I flicked a nipple with my tongue and looked up at her. She was staring at the ceiling. “So if it wasn’t you, who was I having sex with?”

“An abstract interpretation of myself, a Rothko painting.”

“Rectangular fields of color?”

“Yes. Black. Or blue. Or both, with a single line of red.”

“Fishnet red.”

“You liked?”

“Oh, yes. And if you were a Rothko, what was I?”

“You were a Jasper Johns.”

“A flag?”

“And a hat. And a trench coat. And a bag.”

“So it wasn’t me you were screwing, it was the costume.”

“My psychiatrist says I have a problem with intimacy.”

“Your psychiatrist is a hack.”

“Of course she is. I wouldn’t dream of going to anyone who wasn’t.”

“You know, Ossana, I’m more than just a bagman.”

“Don’t ruin it, darling.”

And there it was, now out in the open, the sad truth I was only just beginning to learn.
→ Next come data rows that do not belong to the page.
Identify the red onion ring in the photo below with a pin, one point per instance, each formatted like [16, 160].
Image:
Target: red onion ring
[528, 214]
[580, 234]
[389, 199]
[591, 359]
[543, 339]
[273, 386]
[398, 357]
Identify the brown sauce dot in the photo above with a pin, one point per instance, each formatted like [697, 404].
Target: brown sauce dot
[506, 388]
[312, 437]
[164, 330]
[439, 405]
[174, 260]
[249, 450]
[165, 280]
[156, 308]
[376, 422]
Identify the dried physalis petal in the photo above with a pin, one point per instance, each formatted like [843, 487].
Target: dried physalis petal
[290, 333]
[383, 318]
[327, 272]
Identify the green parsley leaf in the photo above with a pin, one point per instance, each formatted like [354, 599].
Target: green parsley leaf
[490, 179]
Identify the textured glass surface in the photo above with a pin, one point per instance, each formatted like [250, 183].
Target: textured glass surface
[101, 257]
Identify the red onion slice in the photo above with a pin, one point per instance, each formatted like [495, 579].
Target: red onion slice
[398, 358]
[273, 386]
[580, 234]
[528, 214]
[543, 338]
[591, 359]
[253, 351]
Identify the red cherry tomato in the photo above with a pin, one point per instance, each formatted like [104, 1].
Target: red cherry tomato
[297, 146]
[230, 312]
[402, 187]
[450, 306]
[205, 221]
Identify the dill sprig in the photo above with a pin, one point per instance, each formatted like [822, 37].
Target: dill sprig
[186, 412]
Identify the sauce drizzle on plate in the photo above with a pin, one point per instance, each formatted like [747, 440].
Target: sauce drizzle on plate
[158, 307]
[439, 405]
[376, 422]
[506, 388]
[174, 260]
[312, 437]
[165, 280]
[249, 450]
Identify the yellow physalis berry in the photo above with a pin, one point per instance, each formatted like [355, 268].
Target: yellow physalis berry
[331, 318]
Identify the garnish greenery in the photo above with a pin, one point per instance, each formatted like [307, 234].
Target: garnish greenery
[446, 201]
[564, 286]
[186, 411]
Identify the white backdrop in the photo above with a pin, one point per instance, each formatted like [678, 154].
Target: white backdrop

We like to think we are in control of our destinies, that our tools toil in service to our ends. The Crusader wielded his sword to glorify God, but how long was it before the sword wielded him? And who among us are not slaves to our smartphones?

The bagman carries his satchel of sour political crimes all around the town, selling bits of his soul with each transaction designed to keep someone else’s power flowing. How could he ever have expected that the bag wouldn’t soon be lugging the man?